Ultrapure water was produced with a MilliQ® Integral 3 instrument (Millipore, Billerica, MA, USA). Triethylammonium bicarbonate buffer (TEAB, pH 8.50 ± 0.10, 1 mol L−1), sodium dodecyl sulfate (SDS, ≥ 99.5%), tris(2-carboxyethyl)phosphin-hydrochlorid (TCEP, ≥ 98.0%), iodoacetamide (IAA, ≥ 99.0%), formic acid (FA, 98.0–100%) and trifluoroacetic acid (TFA, ≥ 99.0%) were acquired from Sigma-Aldrich (Vienna, Austria). Methanol (MeOH, LiChrosolv®) and ortho-phosphoric acid (85%) were purchased from Merck (Darmstadt, Germany). Acetonitrile (ACN, LC–MS grade) was purchased from “VWR International” (Vienna, Austria). Trypsin (sequencing grade modified, porcine) was acquired from Promega (Madison, WI, USA). 74 µg of glycated BSA (after buffer exchange against ddH2O, pH 7.4, conc.: 7.4 mg.mL−1) were diluted to a concentration of 1.6 µg.µL−1 in 50 mmol L−1 TEAB (pH 8.50) buffer containing 5% (w/w) SDS and denatured by heating for 5 min at 95 °C. Next, disulfides were reduced by addition of TCEP to a concentration of 5.0 mmol L−1 and incubation at 55 °C for 15 min, followed by alkylation of the cysteine residues by addition of IAA to a concentration of 40 mmol L−1 and incubation at 22 °C in the dark for 10 min. Following, the protein was precipitated at a pH ≤ 1 with 12% (v/v) ortho-phosphoric acid and by adding 7:1 (v/v) of 100 mmol L−1 TEAB (pH 7.55) in 90% MeOH (v/v). Next, the proteins were purified by suspension trapping employing S-Trap mini columns (Protifi, Huntington, NY, USA) according to the manufacturer’s instructions, and digested to peptides employing trypsin at a protease/protein ratio of 1:10 (w/w) at 37 °C for 12 h. The obtained peptides were dried at 50 °C in a vacuum centrifuge and resuspended in 1% ACN + 0.10% FA to a concentration of 3.3 µg µL−1.

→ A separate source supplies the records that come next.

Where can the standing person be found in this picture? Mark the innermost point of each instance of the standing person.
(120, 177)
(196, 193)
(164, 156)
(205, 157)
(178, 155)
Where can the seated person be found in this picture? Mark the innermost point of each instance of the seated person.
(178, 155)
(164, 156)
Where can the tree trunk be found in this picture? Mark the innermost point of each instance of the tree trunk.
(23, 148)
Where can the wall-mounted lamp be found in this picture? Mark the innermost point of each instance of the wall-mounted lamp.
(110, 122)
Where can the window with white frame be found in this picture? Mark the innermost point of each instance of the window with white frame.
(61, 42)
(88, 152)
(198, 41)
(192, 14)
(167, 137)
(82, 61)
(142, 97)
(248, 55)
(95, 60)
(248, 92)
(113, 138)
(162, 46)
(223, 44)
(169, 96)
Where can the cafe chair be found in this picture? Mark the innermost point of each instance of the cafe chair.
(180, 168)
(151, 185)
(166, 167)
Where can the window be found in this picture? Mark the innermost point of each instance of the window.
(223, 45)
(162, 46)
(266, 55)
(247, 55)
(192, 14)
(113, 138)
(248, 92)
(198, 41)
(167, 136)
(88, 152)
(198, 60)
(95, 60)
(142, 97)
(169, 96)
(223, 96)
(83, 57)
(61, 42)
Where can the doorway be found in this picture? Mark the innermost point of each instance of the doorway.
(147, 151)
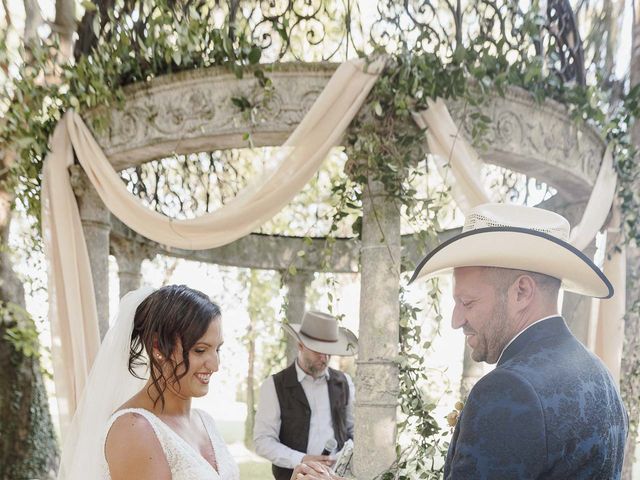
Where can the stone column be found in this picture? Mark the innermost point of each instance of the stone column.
(576, 310)
(96, 225)
(472, 371)
(377, 382)
(296, 297)
(129, 255)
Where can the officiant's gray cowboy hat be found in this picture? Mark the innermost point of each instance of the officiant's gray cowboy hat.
(520, 238)
(320, 332)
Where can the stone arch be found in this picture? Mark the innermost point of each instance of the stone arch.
(193, 112)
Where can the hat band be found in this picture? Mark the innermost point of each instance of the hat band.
(318, 339)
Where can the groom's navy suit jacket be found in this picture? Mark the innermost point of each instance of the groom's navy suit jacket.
(549, 410)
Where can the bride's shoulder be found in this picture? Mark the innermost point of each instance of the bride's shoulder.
(131, 440)
(130, 426)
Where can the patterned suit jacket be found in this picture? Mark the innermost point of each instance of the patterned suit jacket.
(549, 410)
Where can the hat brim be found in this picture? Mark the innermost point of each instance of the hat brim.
(345, 346)
(520, 249)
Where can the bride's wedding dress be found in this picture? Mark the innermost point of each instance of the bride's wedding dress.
(184, 461)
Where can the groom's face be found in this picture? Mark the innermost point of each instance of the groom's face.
(481, 311)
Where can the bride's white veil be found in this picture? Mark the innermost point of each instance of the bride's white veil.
(109, 385)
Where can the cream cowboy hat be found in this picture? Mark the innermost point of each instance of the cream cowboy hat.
(521, 238)
(320, 332)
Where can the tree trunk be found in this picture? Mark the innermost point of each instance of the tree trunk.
(631, 352)
(28, 447)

High-performance liquid chromatography coupled to MS/MS

Chromatographic separation of 1.0 µg peptides was carried out in five technical replicates employing reversed-phase HPLC on an UltiMate™ 3000 RSLCnano System (Thermo Fisher Scientific, Germering, Germany), on a DNV PepMap™ Neo column (150 × 0.075 mm i.d.) from Thermo Fisher Scientific, Germering, Germany. The mobile phases used for the separation were 0.10% aqueous FA (solvent A) and 0.10% FA in ACN (solvent B), pumped at a flow rate of 200 nL.min−1 in the following order: 1.0% B for 5.0 min, a linear gradient from 1.0 to 5.0% B in 5 min, a second linear gradient from 5.0 to 35.0% B in 60.0 min, and a third linear gradient from 35.0 to 45.0% B in 20.0 min. This was followed by flushing at 99.0% B for 10 min and column re-equilibration at 1.0% B for 35 min. The column temperature for the separation was kept constant at 50 °C. The nanoHPLC system was hyphenated to a Q Exactive™ Hybrid Quadrupole-Orbitrap™ mass spectrometer via a Nanospray Flex™ ion source (both from Thermo Fisher Scientific, Bremen, Germany). The source was equipped with a SilicaTip emitter with 360 µm o.d., 20 µm i.d. and a tip i.d. of 10 µm from CoAnn Technologies Inc. (Richland, WA, USA). The spray voltage was set to 1.5 kV, S-lens RF level to 60.0 and capillary temperature to 250 °C. Each scan cycle consisted of a full scan at a scan range of m/z 350–2000 and a resolution setting of 70,000 at m/z 200, followed by 5 data-dependent higher-energy collisional dissociation (HCD) scans in a 2.0 m/z isolation window at 28% normalized collision energy at a resolution setting of 17,500 at m/z 200. For the full scan, the automatic gain control (AGC) target was set to 3e6 charges with a maximum injection time of 100 ms, for the HCD scans the AGC target was 1e5 charges with a maximum injection time of 150 ms. Already fragmented precursor ions were excluded for 10 s. Data acquisition was conducted using Thermo Scientific™ Chromeleon™ 7.2 CDS (Thermo Fisher Scientific, Germering, Germany). For the identification of modification sites, as well as for sequence coverage mapping, Byonic 3.11.3 (Protein Metrics, Cupertino, CA, USA) was used with a precursor and a fragment mass tolerance of 10 ppm, applying a 1% false discovery rate. Relative quantification of the modified peptides was done using MaxQuant 2.0.1.0 (Cox and Mann 2008) with the setting Label-free quantification, applying a 1% false discovery rate.